The paper ended up finding a molecule that stabilized the complex by ~5x
This functional assay creates a less expensive and hopefully faster way to screen for both PPI stabilizers and inhibitors
Neuroscience
Roughly 20 years behind but set up to transform the concept of human.
Engineering Brain Parasites for Intracellular Delivery of Therapeutic Proteins - https://www.biorxiv.org/content/10.1101/481192v1 - the Rechavi Lab at Tel Aviv University invented (2018) a new way to deliver proteins to the central nervous system (CNS) relying on engineering the Toxoplasma gondii parasite:
About a third of the human population is thought to be chronically infected by T. gondii. The parasite actively moves into the CNS through 3 mechanisms: (1) crossing the blood-brain barrier (BBB) through immune cells, (2) passing through BBB tight junctions, and (3) directly infect endothelial cells on the BBB.
This specificity and ability to cross the BBB, made the parasite an attractive vehicle to deliver cargo to cells in the CNS
The method relies on generating fusion genes between a therapeutic protein and a secretion protein (2 MoAs: rhoptries, secreted before invasion, or dense granules, secreted continuously). After selecting 7 proteins to deliver, the group showed the ability to deliver across a mouse BBB. Excitedly, the paper showed an ability to deliver a fusion MeCP2 gene selectively to neurons.
A lot of work is left to do, but the research has the potential to deliver a diverse range of cargo, from enzymes to antibodies, to selective cells in the brain. Plus I think the hypothesis is pretty clever - hijacking a parasite for our own purposes. Really flipping the table.
Cell biology
Cell structure and function.
Identification of highly selective covalent inhibitors by phage display - https://www.nature.com/articles/s41587-020-0733-7 - the Bogyo Lab at Stanford used phage display for a new application discovering covalent inhibitors:
The group expresses a library of peptides (with 2 cysteines) on a phage coat protein (pIII)
The peptides are conjugated to a “warhead” molecule that reacts with a nucleophile found on the target
Focusing on a cysteine protease and serine hydrolase, the group discovered a set of covalent inhibitors, combination of the peptide and warhead.
This type of approach is pretty useful to find a covalent inhibitor without a good lead.
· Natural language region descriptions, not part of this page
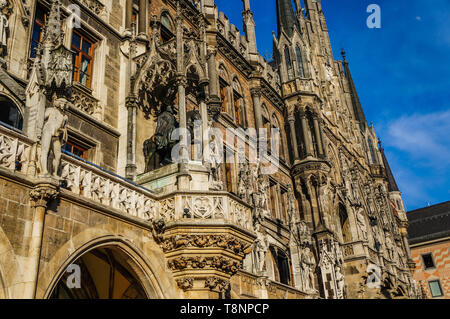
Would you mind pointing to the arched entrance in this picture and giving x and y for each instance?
(103, 273)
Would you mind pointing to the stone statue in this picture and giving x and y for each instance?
(4, 28)
(157, 150)
(339, 283)
(307, 265)
(390, 247)
(54, 135)
(291, 210)
(215, 160)
(261, 248)
(361, 222)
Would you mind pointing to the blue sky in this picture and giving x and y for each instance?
(402, 74)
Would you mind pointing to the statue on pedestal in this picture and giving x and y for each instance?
(54, 135)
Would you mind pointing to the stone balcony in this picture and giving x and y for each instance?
(205, 235)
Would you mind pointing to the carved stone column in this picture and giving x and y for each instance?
(256, 96)
(212, 72)
(40, 197)
(204, 256)
(129, 14)
(183, 177)
(131, 138)
(143, 19)
(291, 120)
(306, 134)
(318, 135)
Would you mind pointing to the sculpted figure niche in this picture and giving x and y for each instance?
(307, 266)
(261, 247)
(54, 135)
(4, 27)
(158, 148)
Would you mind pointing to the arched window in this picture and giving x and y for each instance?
(10, 114)
(239, 107)
(345, 225)
(301, 70)
(282, 272)
(280, 146)
(289, 68)
(167, 27)
(105, 273)
(372, 152)
(224, 85)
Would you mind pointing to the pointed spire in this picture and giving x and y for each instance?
(357, 108)
(285, 17)
(392, 184)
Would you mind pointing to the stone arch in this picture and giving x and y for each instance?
(148, 263)
(9, 268)
(14, 116)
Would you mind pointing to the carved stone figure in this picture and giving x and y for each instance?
(157, 149)
(4, 28)
(261, 248)
(362, 225)
(215, 160)
(340, 284)
(390, 247)
(54, 135)
(308, 263)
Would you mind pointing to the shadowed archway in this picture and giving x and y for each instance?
(103, 273)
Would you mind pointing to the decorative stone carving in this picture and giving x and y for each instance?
(185, 283)
(4, 27)
(330, 264)
(227, 242)
(14, 154)
(221, 263)
(54, 135)
(261, 246)
(361, 222)
(307, 266)
(42, 194)
(215, 160)
(215, 282)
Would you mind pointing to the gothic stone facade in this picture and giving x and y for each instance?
(107, 82)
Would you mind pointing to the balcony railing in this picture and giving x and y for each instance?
(105, 188)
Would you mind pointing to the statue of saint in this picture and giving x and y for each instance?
(54, 135)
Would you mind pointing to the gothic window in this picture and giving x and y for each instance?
(105, 273)
(436, 288)
(301, 70)
(228, 172)
(10, 114)
(167, 27)
(224, 88)
(372, 152)
(345, 225)
(289, 67)
(276, 125)
(282, 272)
(239, 107)
(266, 124)
(39, 21)
(273, 199)
(83, 58)
(76, 150)
(283, 202)
(80, 147)
(428, 261)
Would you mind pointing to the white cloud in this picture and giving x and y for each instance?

Phage display allows on to discover a hit and iteratively improve its binding affinity to a target.
This type of method has the potential to discover covalent inhibitors for new targets for drug discovery, imaging probes, and profiling tools for global studies of amino acid reactivities
Genetics, genomics, and developmental biology
Heredity and variation.
The Ongoing Quest to Crack the Genetic Code for Protein Production - https://www.cell.com/molecular-cell/fulltext/S1097-2765(20)30644-4 - out of the Classens Lab at Wageningen University, a review on the principles of gene expression established new opportunities in mRNA and protein engineering:
Which coding and non-coding regions influence “protein production by modulating transcription, mRNA decay, and translation?”
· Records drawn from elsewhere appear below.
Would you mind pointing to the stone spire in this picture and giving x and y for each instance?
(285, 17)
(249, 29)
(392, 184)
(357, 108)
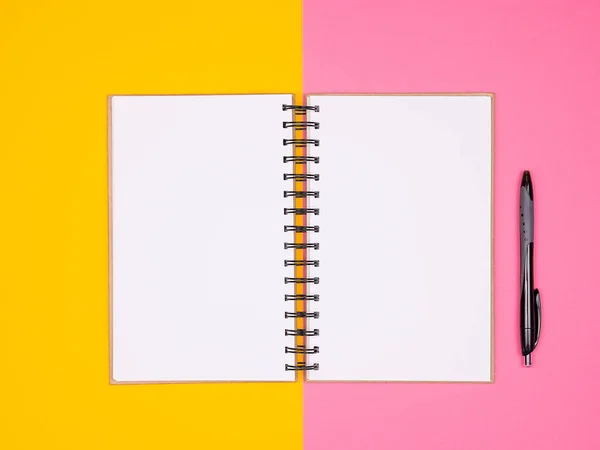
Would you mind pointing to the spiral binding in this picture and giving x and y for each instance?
(300, 124)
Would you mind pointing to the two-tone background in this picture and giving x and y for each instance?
(58, 62)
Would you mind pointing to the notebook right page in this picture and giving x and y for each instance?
(405, 234)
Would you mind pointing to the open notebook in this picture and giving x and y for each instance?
(349, 238)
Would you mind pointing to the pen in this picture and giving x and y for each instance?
(531, 307)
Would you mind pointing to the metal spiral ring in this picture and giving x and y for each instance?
(301, 194)
(302, 297)
(301, 262)
(302, 332)
(301, 108)
(301, 228)
(300, 160)
(301, 176)
(301, 211)
(301, 125)
(301, 246)
(302, 315)
(302, 366)
(302, 349)
(301, 280)
(301, 143)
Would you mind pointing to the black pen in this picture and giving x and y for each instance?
(531, 308)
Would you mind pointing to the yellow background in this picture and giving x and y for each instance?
(58, 62)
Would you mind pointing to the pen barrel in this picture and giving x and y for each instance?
(529, 318)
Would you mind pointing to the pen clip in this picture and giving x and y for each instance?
(538, 310)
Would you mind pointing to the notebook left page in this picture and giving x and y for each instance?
(197, 238)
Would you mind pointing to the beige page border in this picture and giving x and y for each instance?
(492, 156)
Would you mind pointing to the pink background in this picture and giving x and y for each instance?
(542, 60)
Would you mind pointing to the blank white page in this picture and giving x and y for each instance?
(405, 238)
(197, 238)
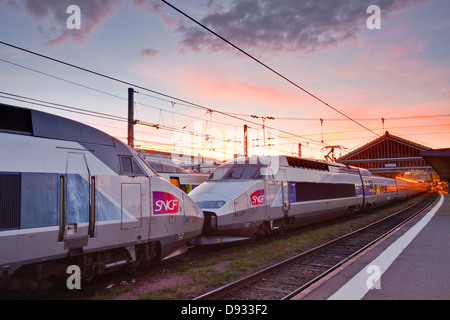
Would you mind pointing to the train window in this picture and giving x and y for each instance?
(125, 163)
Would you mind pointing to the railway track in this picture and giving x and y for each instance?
(288, 278)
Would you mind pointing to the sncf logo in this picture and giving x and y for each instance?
(164, 202)
(257, 197)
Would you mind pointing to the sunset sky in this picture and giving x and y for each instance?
(400, 72)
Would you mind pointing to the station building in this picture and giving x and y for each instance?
(392, 156)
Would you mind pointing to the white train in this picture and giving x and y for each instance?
(248, 197)
(73, 195)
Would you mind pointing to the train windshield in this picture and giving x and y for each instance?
(237, 172)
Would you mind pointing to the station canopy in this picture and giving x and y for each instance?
(392, 156)
(440, 161)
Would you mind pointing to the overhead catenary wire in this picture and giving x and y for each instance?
(147, 89)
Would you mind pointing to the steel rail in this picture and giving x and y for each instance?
(233, 286)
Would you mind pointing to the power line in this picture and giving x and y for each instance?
(145, 89)
(267, 67)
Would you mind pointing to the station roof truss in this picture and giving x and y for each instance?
(389, 156)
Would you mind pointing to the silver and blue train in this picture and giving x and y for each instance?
(73, 195)
(252, 196)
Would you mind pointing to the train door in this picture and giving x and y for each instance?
(286, 197)
(76, 213)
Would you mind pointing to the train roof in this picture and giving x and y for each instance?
(45, 125)
(313, 164)
(164, 167)
(23, 121)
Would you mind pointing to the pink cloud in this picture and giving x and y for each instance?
(53, 13)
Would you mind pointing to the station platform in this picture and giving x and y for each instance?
(413, 263)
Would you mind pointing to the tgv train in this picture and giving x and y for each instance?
(248, 197)
(73, 195)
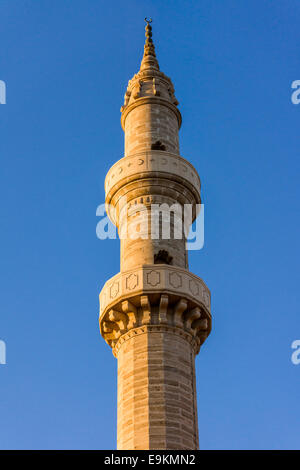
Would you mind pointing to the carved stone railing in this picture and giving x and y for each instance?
(155, 297)
(151, 161)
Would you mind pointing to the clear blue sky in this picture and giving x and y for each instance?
(66, 64)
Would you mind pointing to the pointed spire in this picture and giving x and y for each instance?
(149, 59)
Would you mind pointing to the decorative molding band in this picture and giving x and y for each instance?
(151, 161)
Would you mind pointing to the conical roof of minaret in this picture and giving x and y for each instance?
(149, 60)
(149, 84)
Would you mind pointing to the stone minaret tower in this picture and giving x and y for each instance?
(154, 313)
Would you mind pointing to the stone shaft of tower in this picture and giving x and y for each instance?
(154, 314)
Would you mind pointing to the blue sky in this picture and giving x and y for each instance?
(66, 64)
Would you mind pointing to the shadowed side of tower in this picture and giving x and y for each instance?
(154, 314)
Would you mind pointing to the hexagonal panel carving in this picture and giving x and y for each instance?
(194, 288)
(175, 280)
(131, 281)
(153, 278)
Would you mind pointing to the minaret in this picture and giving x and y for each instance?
(154, 313)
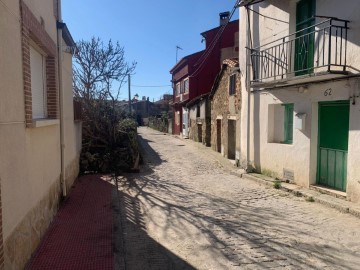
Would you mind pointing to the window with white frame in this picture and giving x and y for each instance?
(38, 83)
(232, 84)
(177, 89)
(186, 86)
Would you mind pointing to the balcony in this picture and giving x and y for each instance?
(314, 53)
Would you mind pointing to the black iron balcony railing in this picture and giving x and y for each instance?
(318, 48)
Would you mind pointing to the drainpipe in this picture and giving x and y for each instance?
(247, 83)
(61, 100)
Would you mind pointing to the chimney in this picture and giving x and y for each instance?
(224, 17)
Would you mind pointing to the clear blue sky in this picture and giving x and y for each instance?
(148, 30)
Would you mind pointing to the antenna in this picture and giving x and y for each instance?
(177, 49)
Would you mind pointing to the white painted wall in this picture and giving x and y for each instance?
(301, 156)
(29, 157)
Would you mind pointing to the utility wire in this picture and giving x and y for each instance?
(204, 57)
(151, 85)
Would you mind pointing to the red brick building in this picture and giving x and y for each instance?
(194, 75)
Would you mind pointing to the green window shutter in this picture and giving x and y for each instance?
(288, 123)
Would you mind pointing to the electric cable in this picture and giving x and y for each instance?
(154, 86)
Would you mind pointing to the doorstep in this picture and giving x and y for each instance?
(329, 191)
(315, 193)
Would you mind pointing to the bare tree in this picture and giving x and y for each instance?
(100, 70)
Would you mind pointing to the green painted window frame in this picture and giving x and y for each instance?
(288, 123)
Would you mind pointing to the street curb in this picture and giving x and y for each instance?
(308, 194)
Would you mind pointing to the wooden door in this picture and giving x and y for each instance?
(218, 135)
(333, 144)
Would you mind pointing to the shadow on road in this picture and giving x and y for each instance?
(241, 232)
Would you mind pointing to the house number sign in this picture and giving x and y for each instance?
(328, 92)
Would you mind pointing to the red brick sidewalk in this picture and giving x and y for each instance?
(81, 234)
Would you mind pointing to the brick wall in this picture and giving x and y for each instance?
(32, 29)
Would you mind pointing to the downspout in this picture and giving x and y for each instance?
(247, 82)
(61, 100)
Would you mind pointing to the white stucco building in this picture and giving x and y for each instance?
(301, 91)
(40, 141)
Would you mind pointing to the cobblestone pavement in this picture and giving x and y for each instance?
(184, 211)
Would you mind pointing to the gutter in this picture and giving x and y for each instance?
(61, 101)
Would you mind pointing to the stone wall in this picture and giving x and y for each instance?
(201, 123)
(25, 238)
(225, 108)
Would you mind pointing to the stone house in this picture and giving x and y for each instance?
(225, 99)
(200, 119)
(194, 75)
(40, 140)
(301, 88)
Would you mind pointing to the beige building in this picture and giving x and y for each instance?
(40, 141)
(300, 95)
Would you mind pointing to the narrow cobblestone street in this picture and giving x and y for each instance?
(184, 211)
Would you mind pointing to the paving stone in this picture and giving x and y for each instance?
(194, 213)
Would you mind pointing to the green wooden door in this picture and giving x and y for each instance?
(333, 144)
(304, 44)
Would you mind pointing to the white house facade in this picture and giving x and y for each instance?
(301, 92)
To enable the design of synthetic genes with predictable behaviors, better tools and models are needed to detect “weak signals” from sequence that determine expression?
How to better tune and optimize several synthetic genes at once? Better codon optimization methods are needed. Mapping out untranslated regions (UTR) and open-reading frames (ORF) globally would help - machine learning definitely helps here.
Building large libraries of a single gene’s variants can explore to what extent individual codons influence expression. In particular, doing this work beyond model proteins like GFP.
All of this work has the potential to make cell design more predictable. Things like antibody expression become easier. New cell therapies could emerge. Biosensors for oil wells or food.